Minority Leader of the New Hampshire House of Representatives
- In office ??? – March 1, 2008
- Succeeded by: David Hess (Acting)

Member of the New Hampshire House of Representatives from the Belknap 5 district
- In office 1992–2008

Personal details
- Born: November 16, 1953 Boston, Massachusetts
- Died: March 1, 2008 (aged 54) Concord, NH
- Party: Republican
- Spouse: Purr
- Children: John, Caitlin
- Profession: Politician, Small business owner

= Michael Whalley =

American politician (1953–2008)

Michael D. Whalley (November 16, 1953 – March 1, 2008) was a Republican member of the New Hampshire House of Representatives, he lived in Alton Bay, New Hampshire and represented the Belknap 5th District since 2002, after having served the towns of Bow and Dunbarton since 1992. He served as the House Republican Leader during the 2007–2008 House session until his death on March 1, 2008. Whalley had previously served as Vice Chairman of the Resources, Recreation & Development Committee, Vice Chairman and later Chairman of the Election Law Committee, Majority Whip and Deputy Speaker.

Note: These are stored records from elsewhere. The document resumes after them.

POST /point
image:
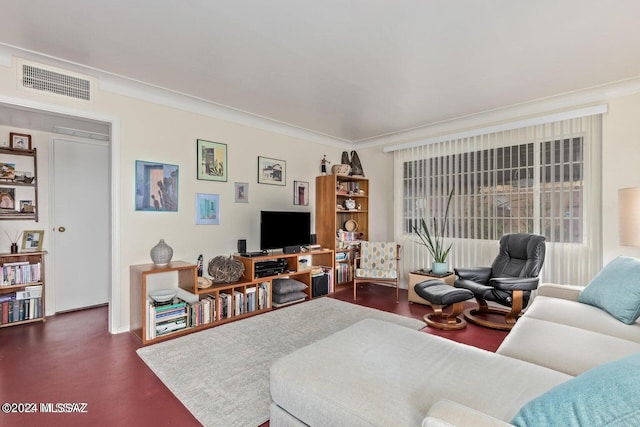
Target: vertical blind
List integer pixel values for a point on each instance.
(543, 179)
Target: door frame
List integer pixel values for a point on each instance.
(115, 323)
(52, 301)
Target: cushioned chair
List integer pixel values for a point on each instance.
(378, 264)
(509, 281)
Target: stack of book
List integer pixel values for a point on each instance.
(167, 317)
(21, 305)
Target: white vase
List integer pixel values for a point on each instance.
(161, 253)
(439, 267)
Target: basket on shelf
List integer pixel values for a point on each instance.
(224, 269)
(341, 169)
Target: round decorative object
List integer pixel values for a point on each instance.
(161, 253)
(163, 295)
(224, 269)
(350, 204)
(204, 282)
(351, 225)
(340, 169)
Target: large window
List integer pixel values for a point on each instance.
(497, 190)
(543, 178)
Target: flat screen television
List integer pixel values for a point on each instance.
(279, 229)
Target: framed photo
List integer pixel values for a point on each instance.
(301, 193)
(20, 141)
(32, 240)
(156, 187)
(272, 171)
(212, 161)
(7, 171)
(207, 208)
(241, 194)
(26, 206)
(7, 198)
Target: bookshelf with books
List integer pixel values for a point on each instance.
(18, 184)
(342, 220)
(22, 296)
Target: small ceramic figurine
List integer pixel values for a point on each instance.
(323, 163)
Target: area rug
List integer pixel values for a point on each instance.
(222, 374)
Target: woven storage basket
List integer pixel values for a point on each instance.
(224, 269)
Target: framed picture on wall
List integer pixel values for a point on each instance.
(207, 208)
(212, 161)
(272, 171)
(156, 187)
(20, 141)
(301, 193)
(241, 194)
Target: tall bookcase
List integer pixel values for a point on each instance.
(22, 288)
(337, 224)
(250, 292)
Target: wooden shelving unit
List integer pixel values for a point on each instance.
(11, 155)
(332, 216)
(247, 286)
(20, 271)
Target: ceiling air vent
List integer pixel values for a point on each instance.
(59, 83)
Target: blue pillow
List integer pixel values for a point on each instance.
(616, 289)
(608, 395)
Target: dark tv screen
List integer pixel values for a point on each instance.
(280, 228)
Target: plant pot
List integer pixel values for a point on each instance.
(439, 267)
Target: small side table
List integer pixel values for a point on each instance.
(420, 276)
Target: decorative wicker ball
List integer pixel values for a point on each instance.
(224, 269)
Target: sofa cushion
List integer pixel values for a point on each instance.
(563, 348)
(583, 316)
(379, 373)
(616, 289)
(606, 395)
(285, 285)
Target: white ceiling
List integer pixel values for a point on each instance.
(354, 70)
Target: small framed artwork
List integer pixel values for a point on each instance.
(156, 187)
(301, 193)
(7, 198)
(32, 240)
(212, 161)
(26, 206)
(272, 171)
(207, 208)
(241, 194)
(20, 141)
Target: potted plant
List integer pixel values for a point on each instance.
(433, 239)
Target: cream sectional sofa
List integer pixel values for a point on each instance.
(379, 374)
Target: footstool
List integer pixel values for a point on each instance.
(440, 295)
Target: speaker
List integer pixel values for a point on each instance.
(292, 249)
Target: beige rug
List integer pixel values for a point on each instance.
(222, 374)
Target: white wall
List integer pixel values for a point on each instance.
(153, 132)
(620, 168)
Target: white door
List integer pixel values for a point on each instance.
(81, 224)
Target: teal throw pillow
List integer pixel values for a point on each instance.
(616, 289)
(607, 395)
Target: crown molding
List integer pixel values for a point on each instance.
(554, 104)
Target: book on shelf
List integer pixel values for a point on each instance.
(13, 309)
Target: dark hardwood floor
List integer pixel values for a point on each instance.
(72, 358)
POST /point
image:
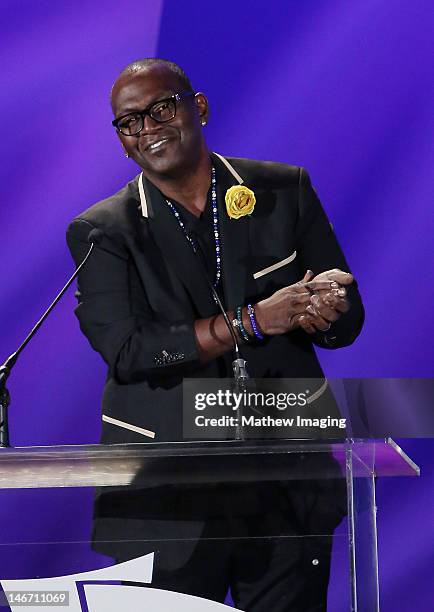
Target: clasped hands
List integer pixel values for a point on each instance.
(313, 304)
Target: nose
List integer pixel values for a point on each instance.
(149, 125)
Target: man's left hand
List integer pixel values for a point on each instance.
(328, 301)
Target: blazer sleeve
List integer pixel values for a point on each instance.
(319, 251)
(115, 317)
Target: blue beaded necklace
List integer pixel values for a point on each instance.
(215, 221)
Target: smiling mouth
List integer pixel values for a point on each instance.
(157, 144)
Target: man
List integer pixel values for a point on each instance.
(145, 304)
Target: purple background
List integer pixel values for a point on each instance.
(342, 88)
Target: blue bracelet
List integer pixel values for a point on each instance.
(253, 322)
(238, 323)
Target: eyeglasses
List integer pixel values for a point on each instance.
(161, 112)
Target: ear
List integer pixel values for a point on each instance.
(202, 106)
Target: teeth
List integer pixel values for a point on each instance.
(156, 144)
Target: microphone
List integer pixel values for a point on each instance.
(94, 238)
(239, 365)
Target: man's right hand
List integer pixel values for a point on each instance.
(278, 314)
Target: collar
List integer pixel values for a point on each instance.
(144, 198)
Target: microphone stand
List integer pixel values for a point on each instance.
(6, 368)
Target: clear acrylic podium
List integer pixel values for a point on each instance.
(49, 546)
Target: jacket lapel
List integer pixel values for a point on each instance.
(178, 255)
(174, 249)
(235, 241)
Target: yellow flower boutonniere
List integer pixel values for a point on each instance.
(240, 201)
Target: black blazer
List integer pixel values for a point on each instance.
(143, 288)
(138, 297)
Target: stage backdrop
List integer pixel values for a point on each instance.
(342, 88)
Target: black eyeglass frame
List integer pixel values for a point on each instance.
(177, 97)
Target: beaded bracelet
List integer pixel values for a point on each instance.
(253, 322)
(238, 324)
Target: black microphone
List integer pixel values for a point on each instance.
(239, 365)
(94, 238)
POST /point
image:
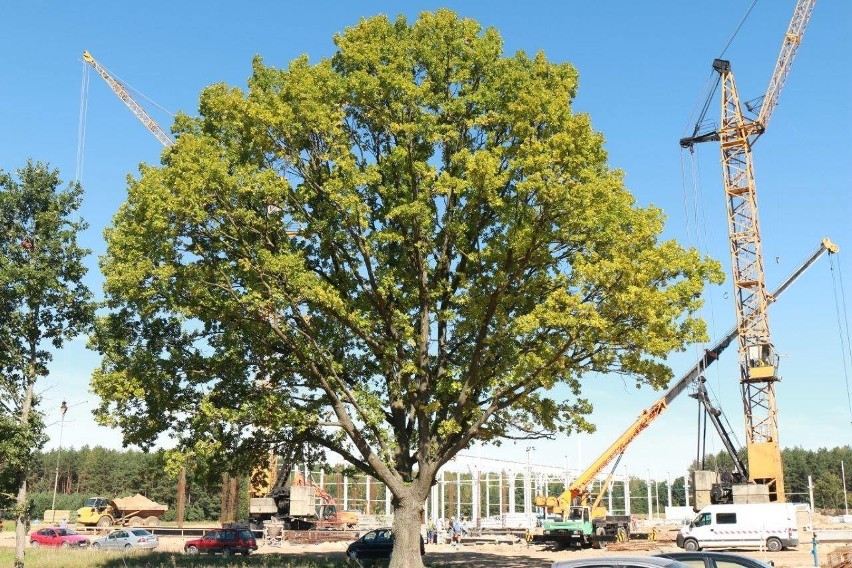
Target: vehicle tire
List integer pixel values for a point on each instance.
(691, 545)
(773, 544)
(599, 544)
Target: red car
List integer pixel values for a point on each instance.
(227, 541)
(55, 536)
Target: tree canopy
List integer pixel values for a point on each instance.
(44, 303)
(388, 254)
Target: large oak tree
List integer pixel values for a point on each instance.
(388, 254)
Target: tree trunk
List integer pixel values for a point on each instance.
(22, 510)
(181, 497)
(407, 522)
(21, 518)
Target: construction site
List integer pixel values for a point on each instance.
(526, 504)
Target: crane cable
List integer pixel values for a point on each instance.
(81, 125)
(715, 79)
(842, 322)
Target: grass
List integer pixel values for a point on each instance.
(58, 558)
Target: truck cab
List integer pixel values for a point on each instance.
(770, 526)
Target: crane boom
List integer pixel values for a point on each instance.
(120, 90)
(758, 358)
(789, 47)
(579, 487)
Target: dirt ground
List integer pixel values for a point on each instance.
(518, 555)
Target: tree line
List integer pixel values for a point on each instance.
(78, 474)
(89, 471)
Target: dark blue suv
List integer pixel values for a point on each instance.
(375, 545)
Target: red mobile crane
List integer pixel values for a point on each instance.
(583, 524)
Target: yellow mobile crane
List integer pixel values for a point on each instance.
(757, 356)
(590, 525)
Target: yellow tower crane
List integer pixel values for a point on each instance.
(757, 356)
(119, 89)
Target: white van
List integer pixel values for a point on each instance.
(771, 526)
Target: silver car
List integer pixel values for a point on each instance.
(127, 539)
(612, 561)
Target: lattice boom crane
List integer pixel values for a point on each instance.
(758, 358)
(120, 90)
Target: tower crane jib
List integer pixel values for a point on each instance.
(119, 89)
(758, 359)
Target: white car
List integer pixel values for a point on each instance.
(127, 539)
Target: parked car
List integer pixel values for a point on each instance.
(715, 560)
(375, 545)
(127, 539)
(227, 541)
(619, 562)
(56, 536)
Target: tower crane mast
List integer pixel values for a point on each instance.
(119, 89)
(758, 359)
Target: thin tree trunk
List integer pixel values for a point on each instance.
(22, 510)
(232, 499)
(180, 513)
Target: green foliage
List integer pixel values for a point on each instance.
(43, 302)
(387, 254)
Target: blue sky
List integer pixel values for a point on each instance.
(643, 69)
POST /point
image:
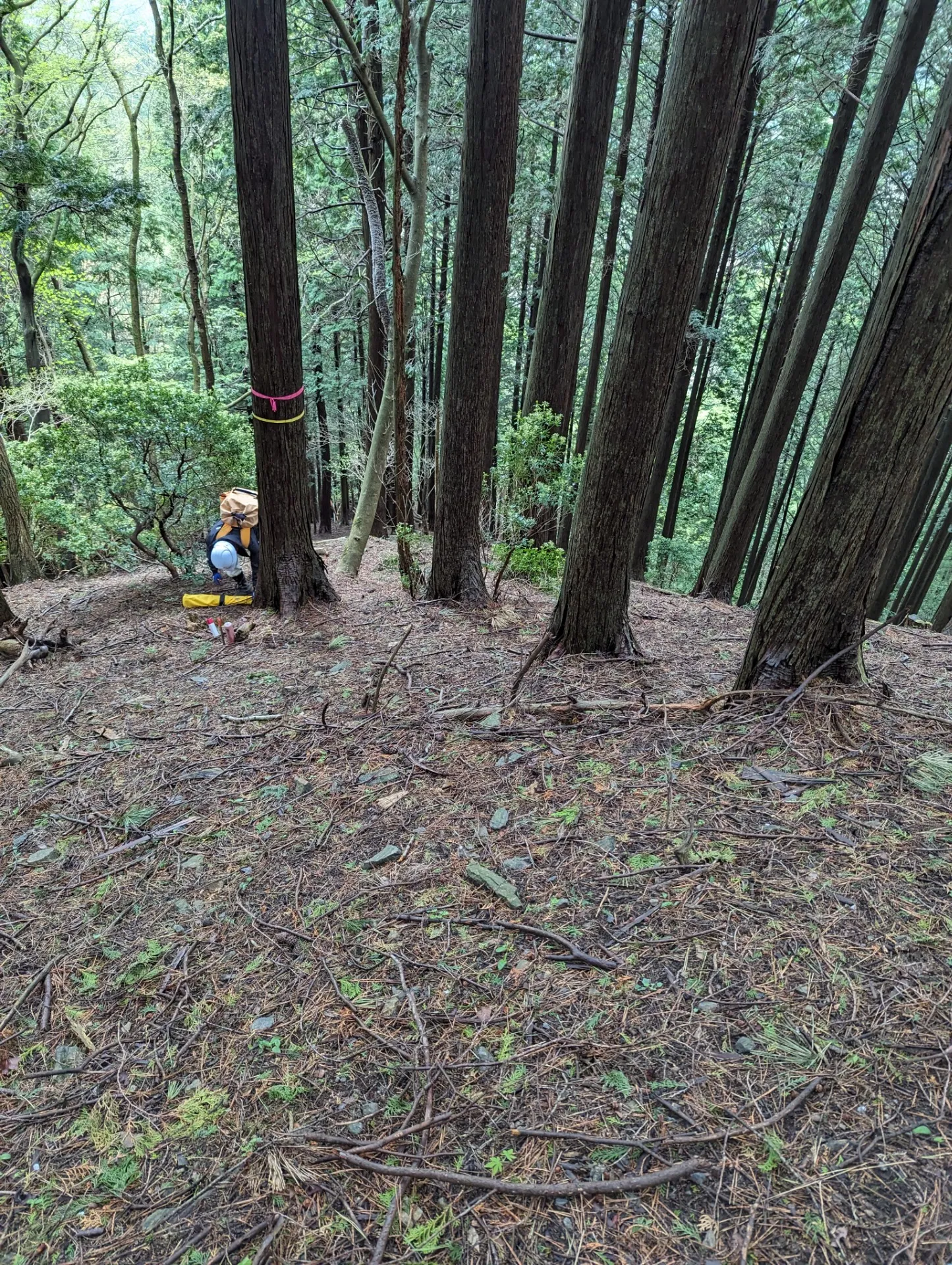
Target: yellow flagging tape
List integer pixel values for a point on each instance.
(280, 420)
(192, 600)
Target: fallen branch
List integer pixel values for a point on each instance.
(543, 933)
(383, 671)
(26, 992)
(16, 664)
(681, 1138)
(536, 1189)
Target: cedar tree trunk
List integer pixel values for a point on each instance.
(291, 573)
(22, 559)
(756, 474)
(561, 309)
(481, 260)
(884, 427)
(712, 53)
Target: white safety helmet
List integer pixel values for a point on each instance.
(224, 557)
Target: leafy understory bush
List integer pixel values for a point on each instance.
(932, 772)
(130, 470)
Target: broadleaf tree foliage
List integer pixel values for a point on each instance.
(733, 265)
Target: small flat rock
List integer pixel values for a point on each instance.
(377, 777)
(41, 857)
(67, 1058)
(496, 884)
(391, 853)
(390, 800)
(517, 863)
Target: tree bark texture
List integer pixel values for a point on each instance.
(883, 430)
(325, 486)
(755, 476)
(714, 48)
(920, 507)
(611, 237)
(939, 620)
(480, 264)
(166, 60)
(291, 573)
(376, 463)
(22, 559)
(561, 309)
(778, 343)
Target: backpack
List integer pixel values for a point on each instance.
(239, 513)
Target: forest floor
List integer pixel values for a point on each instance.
(210, 998)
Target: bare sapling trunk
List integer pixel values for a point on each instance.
(481, 261)
(416, 185)
(879, 441)
(290, 573)
(712, 52)
(166, 61)
(756, 474)
(20, 555)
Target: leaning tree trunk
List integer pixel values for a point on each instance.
(707, 82)
(561, 309)
(165, 59)
(22, 558)
(939, 620)
(784, 323)
(884, 427)
(920, 509)
(291, 572)
(715, 266)
(723, 566)
(477, 312)
(416, 183)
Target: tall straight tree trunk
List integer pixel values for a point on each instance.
(611, 237)
(418, 184)
(543, 251)
(132, 111)
(920, 509)
(883, 430)
(939, 620)
(480, 264)
(561, 309)
(690, 419)
(712, 53)
(325, 488)
(778, 345)
(756, 474)
(166, 60)
(291, 573)
(522, 306)
(715, 262)
(661, 74)
(781, 505)
(20, 557)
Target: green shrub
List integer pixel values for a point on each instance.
(130, 470)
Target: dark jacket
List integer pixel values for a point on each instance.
(234, 538)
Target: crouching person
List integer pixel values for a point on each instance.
(234, 537)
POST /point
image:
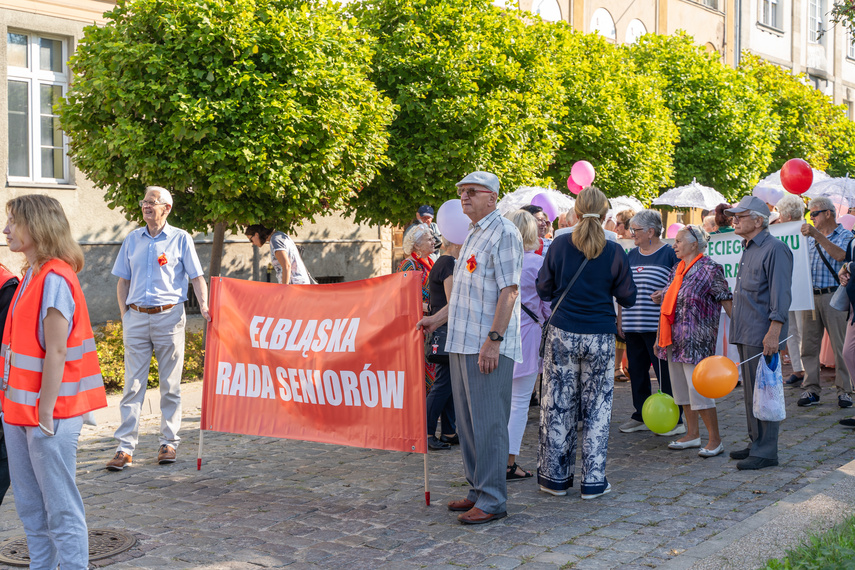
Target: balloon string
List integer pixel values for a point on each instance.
(761, 354)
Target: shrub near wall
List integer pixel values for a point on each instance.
(111, 355)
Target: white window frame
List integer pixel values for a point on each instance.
(35, 77)
(771, 12)
(816, 23)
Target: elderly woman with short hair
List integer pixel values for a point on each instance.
(418, 246)
(650, 265)
(688, 329)
(792, 209)
(532, 307)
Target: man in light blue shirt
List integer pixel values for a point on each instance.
(153, 267)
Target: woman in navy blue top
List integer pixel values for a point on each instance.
(578, 363)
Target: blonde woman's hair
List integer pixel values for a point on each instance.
(413, 236)
(48, 227)
(527, 225)
(589, 237)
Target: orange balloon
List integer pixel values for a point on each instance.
(715, 377)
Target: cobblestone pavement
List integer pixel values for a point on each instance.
(260, 502)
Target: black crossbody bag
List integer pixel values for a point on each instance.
(555, 308)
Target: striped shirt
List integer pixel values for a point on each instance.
(490, 260)
(823, 278)
(650, 273)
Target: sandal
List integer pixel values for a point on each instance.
(511, 474)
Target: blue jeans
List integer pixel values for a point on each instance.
(440, 401)
(46, 497)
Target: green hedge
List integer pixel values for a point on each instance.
(111, 355)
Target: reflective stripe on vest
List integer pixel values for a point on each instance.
(66, 389)
(35, 364)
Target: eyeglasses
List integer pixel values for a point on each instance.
(471, 192)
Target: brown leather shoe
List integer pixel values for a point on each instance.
(165, 454)
(477, 516)
(461, 505)
(119, 461)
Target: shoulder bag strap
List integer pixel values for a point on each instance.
(825, 261)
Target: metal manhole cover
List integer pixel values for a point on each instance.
(103, 543)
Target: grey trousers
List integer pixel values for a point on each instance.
(162, 333)
(764, 435)
(482, 404)
(814, 323)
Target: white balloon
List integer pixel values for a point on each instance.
(453, 223)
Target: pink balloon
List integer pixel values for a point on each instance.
(544, 200)
(673, 230)
(572, 186)
(583, 173)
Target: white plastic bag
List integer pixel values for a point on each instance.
(769, 404)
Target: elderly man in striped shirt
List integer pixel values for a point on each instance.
(483, 344)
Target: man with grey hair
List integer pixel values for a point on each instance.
(483, 343)
(761, 301)
(153, 266)
(792, 209)
(827, 242)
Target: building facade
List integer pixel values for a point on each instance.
(39, 37)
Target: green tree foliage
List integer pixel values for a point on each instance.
(249, 110)
(805, 115)
(616, 117)
(474, 91)
(727, 130)
(841, 146)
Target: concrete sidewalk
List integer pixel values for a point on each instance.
(262, 502)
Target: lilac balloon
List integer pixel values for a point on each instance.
(673, 230)
(775, 195)
(544, 200)
(452, 222)
(583, 173)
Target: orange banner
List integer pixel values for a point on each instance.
(340, 363)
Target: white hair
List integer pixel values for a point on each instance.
(412, 237)
(164, 195)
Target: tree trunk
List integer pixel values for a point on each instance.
(217, 249)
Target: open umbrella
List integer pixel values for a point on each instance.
(692, 195)
(523, 196)
(625, 203)
(834, 188)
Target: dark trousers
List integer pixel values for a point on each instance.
(440, 402)
(639, 356)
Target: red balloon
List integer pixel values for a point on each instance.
(796, 176)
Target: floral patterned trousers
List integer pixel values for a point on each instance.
(578, 372)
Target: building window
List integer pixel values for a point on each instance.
(770, 11)
(37, 78)
(548, 10)
(634, 30)
(603, 24)
(816, 12)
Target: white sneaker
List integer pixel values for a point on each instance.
(680, 429)
(553, 491)
(608, 489)
(633, 425)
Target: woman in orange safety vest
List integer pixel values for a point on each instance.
(51, 377)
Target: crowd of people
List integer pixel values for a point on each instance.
(669, 305)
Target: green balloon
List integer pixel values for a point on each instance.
(660, 413)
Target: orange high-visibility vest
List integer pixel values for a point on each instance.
(22, 357)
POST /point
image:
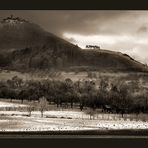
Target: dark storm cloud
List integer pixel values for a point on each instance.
(82, 22)
(142, 29)
(125, 31)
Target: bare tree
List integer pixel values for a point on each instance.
(30, 108)
(43, 105)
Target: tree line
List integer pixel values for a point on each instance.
(110, 96)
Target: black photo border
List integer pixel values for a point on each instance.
(73, 5)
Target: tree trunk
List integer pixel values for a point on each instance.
(42, 114)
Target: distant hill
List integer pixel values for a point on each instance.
(26, 46)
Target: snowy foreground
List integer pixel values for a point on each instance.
(63, 120)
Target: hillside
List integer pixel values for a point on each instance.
(26, 46)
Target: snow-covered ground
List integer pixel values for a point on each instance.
(9, 104)
(63, 120)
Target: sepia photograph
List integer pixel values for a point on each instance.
(74, 72)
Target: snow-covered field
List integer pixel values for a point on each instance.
(64, 120)
(9, 104)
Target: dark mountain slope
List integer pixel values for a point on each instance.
(24, 45)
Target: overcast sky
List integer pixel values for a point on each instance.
(124, 31)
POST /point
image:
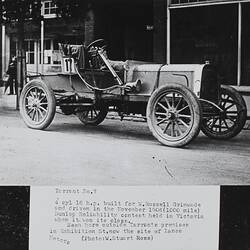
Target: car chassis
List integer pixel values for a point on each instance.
(176, 100)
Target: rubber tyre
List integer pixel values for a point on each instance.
(47, 108)
(240, 108)
(97, 115)
(193, 111)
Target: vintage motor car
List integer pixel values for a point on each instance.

After graduating from the University of New Hampshire in 1975 with a degree in Business Administration, Mike went into business as a motorcycle and powersport vehicle dealer at HK Powersports with his brothers, Steven and Jim. He married his college sweetheart, Purr Gow, in 1977 and had twins, John and Caitlin, in 1981. In October 2007, he was diagnosed with a glioblastoma. He died at Concord Hospital from complications of injuries caused by an accidental slip on the ice outside his home.